Published on Mon 10 Oct, 22
Showing what's happening in dashboards is informative, not insightful. It's useful to know if a key business metric is going up or down, but it's not actionable. Only the "why" behind these changes can drive recommendations and actions.
However, I often hear how teams look at dashboards in weekly/monthly reviews and comment that metrics went up or down, without clear answers to root causes or actionable insights. This leads to missed opportunities to drive business impact through data and analytics, hindering the agility needed to stay ahead of the competition.
Analytics is still primarily descriptive in most organizations (i.e., WHAT’s happening).
Few data and business teams have nailed diagnostic analytics (i.e., WHY this happened).
As external events affect the business and stakeholders take action, metrics change as a reflection. Businesses need to understand what drives KPIs and why they are changing to make better decisions. This can only be achieved by nailing diagnostic analytics: providing comprehensive insights into metrics changes at the speed of business.

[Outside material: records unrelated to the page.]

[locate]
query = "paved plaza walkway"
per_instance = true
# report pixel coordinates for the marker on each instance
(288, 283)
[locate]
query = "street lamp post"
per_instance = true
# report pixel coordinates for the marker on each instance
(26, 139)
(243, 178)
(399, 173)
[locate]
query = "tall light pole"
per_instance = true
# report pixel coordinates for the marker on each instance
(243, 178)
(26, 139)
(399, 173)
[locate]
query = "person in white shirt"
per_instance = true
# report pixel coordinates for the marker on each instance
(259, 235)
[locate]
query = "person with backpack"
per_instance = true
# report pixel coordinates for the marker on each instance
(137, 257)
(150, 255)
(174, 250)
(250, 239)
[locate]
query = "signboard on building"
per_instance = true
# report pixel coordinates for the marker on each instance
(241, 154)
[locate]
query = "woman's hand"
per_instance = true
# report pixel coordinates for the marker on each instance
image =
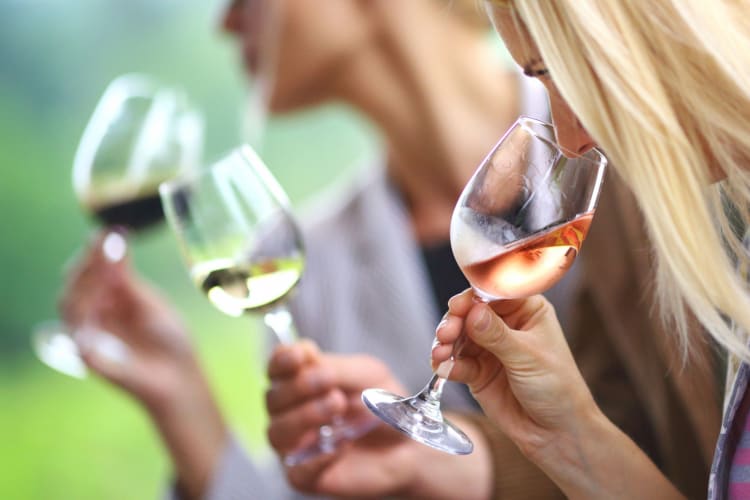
(519, 368)
(155, 362)
(102, 297)
(310, 388)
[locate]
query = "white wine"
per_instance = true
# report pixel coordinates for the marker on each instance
(237, 287)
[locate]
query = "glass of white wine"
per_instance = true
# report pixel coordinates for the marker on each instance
(515, 231)
(244, 251)
(140, 134)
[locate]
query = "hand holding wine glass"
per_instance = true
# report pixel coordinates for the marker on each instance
(140, 134)
(515, 231)
(244, 251)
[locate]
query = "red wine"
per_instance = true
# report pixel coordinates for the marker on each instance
(135, 214)
(531, 265)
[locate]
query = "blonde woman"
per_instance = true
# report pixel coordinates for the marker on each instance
(664, 87)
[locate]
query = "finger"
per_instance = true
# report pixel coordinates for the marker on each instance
(443, 352)
(305, 477)
(459, 305)
(106, 355)
(353, 373)
(291, 391)
(287, 359)
(449, 329)
(287, 430)
(490, 332)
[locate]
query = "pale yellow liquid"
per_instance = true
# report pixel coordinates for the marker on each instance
(236, 288)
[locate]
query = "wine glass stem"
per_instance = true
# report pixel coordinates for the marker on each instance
(429, 397)
(280, 321)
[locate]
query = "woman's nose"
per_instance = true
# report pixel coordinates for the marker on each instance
(571, 135)
(573, 138)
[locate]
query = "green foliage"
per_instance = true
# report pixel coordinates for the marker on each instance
(68, 439)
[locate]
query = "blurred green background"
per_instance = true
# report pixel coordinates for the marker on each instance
(64, 438)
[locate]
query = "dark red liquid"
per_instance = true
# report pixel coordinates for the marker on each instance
(136, 214)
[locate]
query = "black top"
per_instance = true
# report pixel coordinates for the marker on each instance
(446, 277)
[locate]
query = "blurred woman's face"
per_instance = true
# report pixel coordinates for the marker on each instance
(300, 46)
(571, 136)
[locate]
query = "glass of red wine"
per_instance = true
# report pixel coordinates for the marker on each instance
(140, 134)
(516, 229)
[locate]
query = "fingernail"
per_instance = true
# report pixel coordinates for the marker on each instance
(483, 321)
(444, 368)
(111, 348)
(441, 324)
(114, 247)
(103, 344)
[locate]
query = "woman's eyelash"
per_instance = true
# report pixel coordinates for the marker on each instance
(535, 72)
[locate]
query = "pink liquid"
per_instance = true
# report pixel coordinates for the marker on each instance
(531, 265)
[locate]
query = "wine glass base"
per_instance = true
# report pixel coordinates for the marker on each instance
(407, 415)
(330, 437)
(54, 347)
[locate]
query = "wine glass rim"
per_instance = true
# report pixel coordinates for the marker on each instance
(244, 151)
(524, 120)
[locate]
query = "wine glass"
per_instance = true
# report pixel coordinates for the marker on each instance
(140, 134)
(516, 229)
(244, 251)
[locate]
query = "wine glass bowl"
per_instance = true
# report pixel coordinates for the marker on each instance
(236, 233)
(140, 134)
(516, 229)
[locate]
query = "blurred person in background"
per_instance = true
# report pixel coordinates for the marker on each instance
(379, 272)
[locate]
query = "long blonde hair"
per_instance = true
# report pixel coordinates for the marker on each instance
(664, 88)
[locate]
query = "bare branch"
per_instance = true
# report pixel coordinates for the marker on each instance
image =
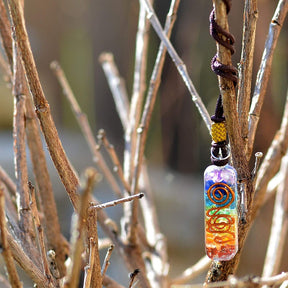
(85, 127)
(40, 234)
(77, 244)
(116, 162)
(265, 70)
(193, 271)
(119, 201)
(274, 154)
(178, 62)
(106, 262)
(246, 65)
(117, 87)
(7, 254)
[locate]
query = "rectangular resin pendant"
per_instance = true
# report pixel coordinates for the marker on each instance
(221, 220)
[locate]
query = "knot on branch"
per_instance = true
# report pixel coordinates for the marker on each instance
(227, 40)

But oftentimes, stakeholders and data practitioners come up with hypotheses on why metrics changed based on their domain expertise, intuition, and experience. These reasons are typically high-level and just scratching the surface by testing 2 or 3 usual suspects, leading to missed opportunities.
On a high-level, diagnostic analytics is often overlooked as it lies between data and the business. It’s helpful to compare it against the other types of analytics types.

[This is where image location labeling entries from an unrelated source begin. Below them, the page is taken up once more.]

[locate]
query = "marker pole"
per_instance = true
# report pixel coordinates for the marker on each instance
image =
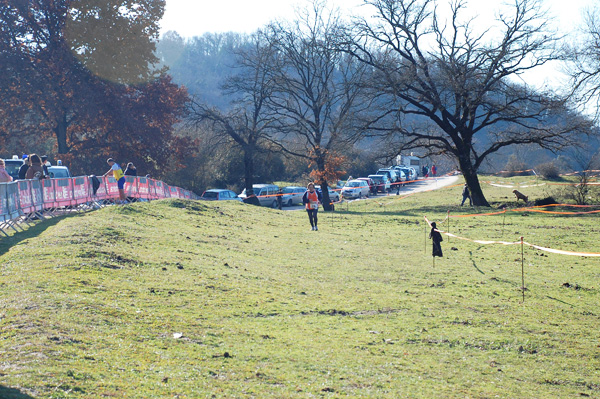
(448, 217)
(522, 270)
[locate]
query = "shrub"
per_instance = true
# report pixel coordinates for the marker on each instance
(515, 167)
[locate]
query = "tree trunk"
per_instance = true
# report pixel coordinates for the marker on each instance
(472, 180)
(249, 175)
(327, 206)
(60, 130)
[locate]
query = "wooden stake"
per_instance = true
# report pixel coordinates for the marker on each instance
(425, 238)
(448, 217)
(522, 270)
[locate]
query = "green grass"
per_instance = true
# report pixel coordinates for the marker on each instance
(89, 304)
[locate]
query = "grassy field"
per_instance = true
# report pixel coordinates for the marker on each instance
(178, 299)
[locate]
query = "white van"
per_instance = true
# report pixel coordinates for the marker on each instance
(266, 194)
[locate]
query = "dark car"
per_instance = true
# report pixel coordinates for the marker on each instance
(370, 182)
(381, 182)
(219, 195)
(12, 167)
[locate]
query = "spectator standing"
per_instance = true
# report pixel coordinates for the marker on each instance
(4, 176)
(280, 199)
(437, 239)
(466, 194)
(311, 199)
(24, 167)
(117, 172)
(35, 170)
(45, 164)
(130, 170)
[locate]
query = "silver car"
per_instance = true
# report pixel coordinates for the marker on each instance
(292, 195)
(334, 195)
(266, 194)
(355, 189)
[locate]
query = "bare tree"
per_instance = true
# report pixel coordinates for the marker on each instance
(247, 122)
(585, 63)
(317, 92)
(453, 91)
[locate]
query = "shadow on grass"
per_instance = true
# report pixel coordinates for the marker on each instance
(11, 393)
(475, 264)
(561, 301)
(6, 243)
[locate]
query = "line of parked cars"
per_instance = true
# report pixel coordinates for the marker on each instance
(267, 195)
(380, 182)
(362, 187)
(13, 165)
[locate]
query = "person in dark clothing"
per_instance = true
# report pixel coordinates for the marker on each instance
(35, 170)
(437, 239)
(45, 164)
(311, 199)
(130, 170)
(466, 194)
(23, 168)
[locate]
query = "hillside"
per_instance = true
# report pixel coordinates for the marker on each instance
(183, 299)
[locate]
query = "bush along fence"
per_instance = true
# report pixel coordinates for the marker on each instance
(25, 200)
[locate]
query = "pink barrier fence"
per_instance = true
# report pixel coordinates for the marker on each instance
(26, 197)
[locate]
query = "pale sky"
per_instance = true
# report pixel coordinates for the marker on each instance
(195, 17)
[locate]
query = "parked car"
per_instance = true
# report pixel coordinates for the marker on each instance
(12, 167)
(381, 182)
(355, 189)
(334, 195)
(58, 172)
(266, 193)
(410, 172)
(392, 174)
(292, 195)
(405, 171)
(217, 194)
(370, 182)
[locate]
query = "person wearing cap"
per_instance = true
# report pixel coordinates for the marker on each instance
(4, 176)
(35, 170)
(24, 167)
(311, 199)
(130, 170)
(437, 239)
(45, 164)
(117, 172)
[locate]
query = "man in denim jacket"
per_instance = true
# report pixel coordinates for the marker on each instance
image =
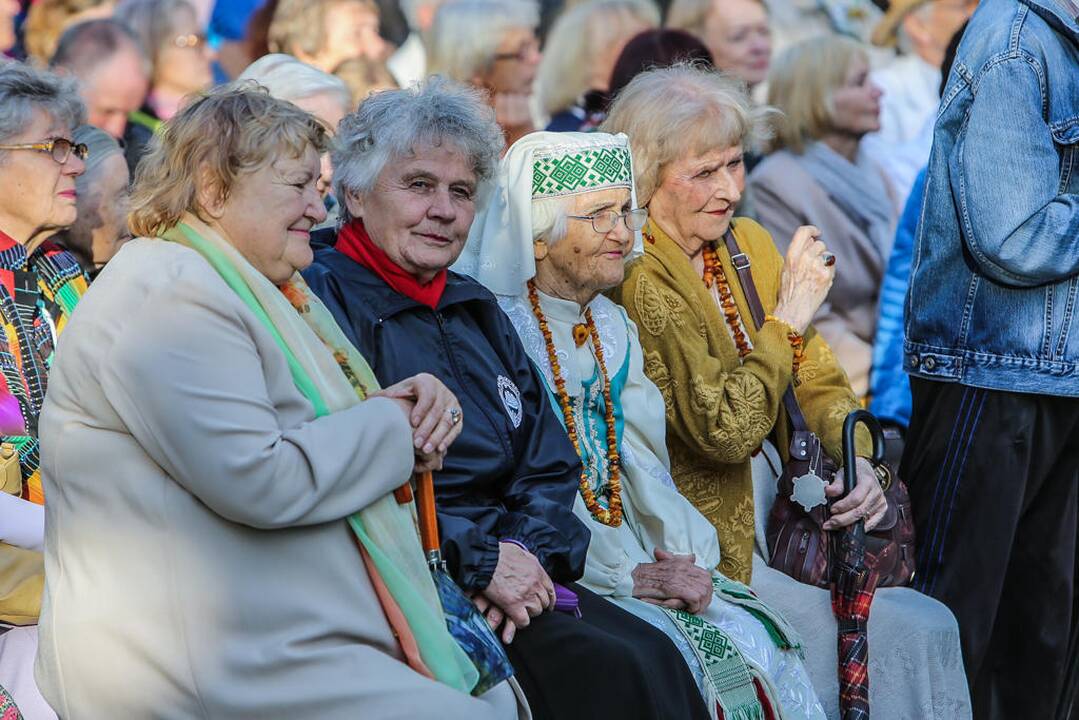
(993, 345)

Descriptive analytics is self-served through dashboards. Data teams manage governance and infrastructure and enable business teams. There are clear processes, ownership, and tools.
Diagnostic analytics lies between the business and data. It’s nearly impossible to self-serve diagnostic analytics through common dashboards (although many data teams fall into this fallacy). There aren’t clear processes and the data culture varies significantly.

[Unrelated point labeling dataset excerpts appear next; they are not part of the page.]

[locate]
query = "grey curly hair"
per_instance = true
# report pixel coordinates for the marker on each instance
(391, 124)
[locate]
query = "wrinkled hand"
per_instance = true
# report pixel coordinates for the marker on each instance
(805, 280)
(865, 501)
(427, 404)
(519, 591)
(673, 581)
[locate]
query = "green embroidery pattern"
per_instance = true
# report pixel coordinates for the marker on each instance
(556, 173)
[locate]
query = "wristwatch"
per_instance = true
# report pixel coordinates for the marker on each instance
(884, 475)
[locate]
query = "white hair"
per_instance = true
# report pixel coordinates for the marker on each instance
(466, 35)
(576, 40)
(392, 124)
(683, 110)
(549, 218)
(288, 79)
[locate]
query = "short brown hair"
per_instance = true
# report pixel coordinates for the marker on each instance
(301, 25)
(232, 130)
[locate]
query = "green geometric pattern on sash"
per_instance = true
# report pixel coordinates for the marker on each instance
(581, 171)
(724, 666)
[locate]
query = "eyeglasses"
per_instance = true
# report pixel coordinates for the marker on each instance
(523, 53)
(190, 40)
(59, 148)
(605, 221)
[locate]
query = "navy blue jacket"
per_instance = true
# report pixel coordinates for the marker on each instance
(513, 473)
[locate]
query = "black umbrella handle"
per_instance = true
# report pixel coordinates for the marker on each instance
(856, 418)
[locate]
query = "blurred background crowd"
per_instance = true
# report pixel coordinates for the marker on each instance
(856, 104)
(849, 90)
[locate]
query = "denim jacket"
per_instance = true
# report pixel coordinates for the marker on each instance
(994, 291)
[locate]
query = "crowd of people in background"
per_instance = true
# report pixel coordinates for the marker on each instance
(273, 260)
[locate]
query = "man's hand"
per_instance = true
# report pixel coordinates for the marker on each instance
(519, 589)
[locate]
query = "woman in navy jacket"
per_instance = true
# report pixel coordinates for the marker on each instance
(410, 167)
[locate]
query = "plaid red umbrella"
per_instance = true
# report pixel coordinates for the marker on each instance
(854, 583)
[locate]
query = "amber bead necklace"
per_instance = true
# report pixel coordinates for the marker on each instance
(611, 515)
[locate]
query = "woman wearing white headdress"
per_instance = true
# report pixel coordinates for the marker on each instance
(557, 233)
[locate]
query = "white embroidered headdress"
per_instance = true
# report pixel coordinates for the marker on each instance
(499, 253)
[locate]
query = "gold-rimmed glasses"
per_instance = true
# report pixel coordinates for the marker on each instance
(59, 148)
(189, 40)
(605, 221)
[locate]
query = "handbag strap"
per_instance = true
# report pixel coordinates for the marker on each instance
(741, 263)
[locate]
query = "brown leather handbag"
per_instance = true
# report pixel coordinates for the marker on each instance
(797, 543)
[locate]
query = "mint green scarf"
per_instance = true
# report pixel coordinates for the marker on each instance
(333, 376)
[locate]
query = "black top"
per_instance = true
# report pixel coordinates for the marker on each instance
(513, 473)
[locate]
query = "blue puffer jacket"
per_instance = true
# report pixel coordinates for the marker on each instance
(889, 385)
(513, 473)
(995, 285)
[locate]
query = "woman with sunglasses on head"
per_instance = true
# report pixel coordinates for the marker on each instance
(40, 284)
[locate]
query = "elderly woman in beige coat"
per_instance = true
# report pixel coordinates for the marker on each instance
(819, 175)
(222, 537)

Predictive and prescriptive analytics are managed by the data teams with clear data products (e.g., recommendation systems, forecasting models) that are used by the business folks. They are technically complex, but very clear concerning processes, people, and culture.
As data grows in volume and complexity and businesses change faster than ever, the gap between business needs and delivery keeps widening. Most organizations overlook this gap for various reasons. A deep understanding of the gap requires a holistic approach based on the 4 key elements: people, culture, tools, and processes.
Let’s go deeper into each one of the 4 key elements.
Ideally, business and data teams would proactively and regularly analyze metrics changes. Even if the change is minor, there are typically opposing effects. It’s crucial to identify them so that teams can quickly differentiate what’s working and what’s not working and take actions to maximize business impact.
Where to focus depends on the starting point. It requires a comprehensive overview of the 4 elements described before. Based on conversations with dozens of data and business leaders, I often see three scenarios:
The 4 states of diagnostic analytics:
State 1 - Stuck in the “what”
Companies lack the data culture to drill down into the why. Teams monitor metrics on dashboards, but rarely identify data-driven reasons as to why they changed.
Actions: Foster data culture and show the value of diagnostic analytics to business stakeholders
State 2 - The usual suspects
Teams end up only scratching the surface of WHY metrics change and only test a couple of usual suspects regularly.
This is the tricky one because it lacks symptoms. Business stakeholders just test their high-level hypotheses, leading to missed opportunities. Data teams believe that they are doing a great self-service analytics job.
Actions: Raise awareness that not drilling down to the why is leading to missed opportunities
State 3 - Need for speed
Business is aware of the value of drilling down to the why but struggles with the speed-comprehensiveness trade-off.
In this case, data culture is already advanced and teams are only missing the last mile of the marathon. Most teams are aware there is business value to be unlocked, but struggle to accelerate diagnostic analytics. Performing comprehensive root-cause analysis with existing workflows is too complex and time-consuming. Teams struggle to deliver insights at the speed of business.
Action: Augment current workflows to accelerate speed to insight and eliminate the speed - comprehensiveness trade-off.
State 4 - Full Force Teams proactively diagnose metrics changes for constant improvement. By augmenting traditional workflows teams eliminate the speed-comprehensiveness trade-off, share actionable insights proactively and capture a wide-range of opportunities.
This state can be showcased as a best practice. The teams work collaboratively and proactively, processes are well-defined and clear, and the right set of tools are implemented to drill down to the why and find actionable insights. As a result, the ROI of data analytics is clear and there is strong trust in the data culture.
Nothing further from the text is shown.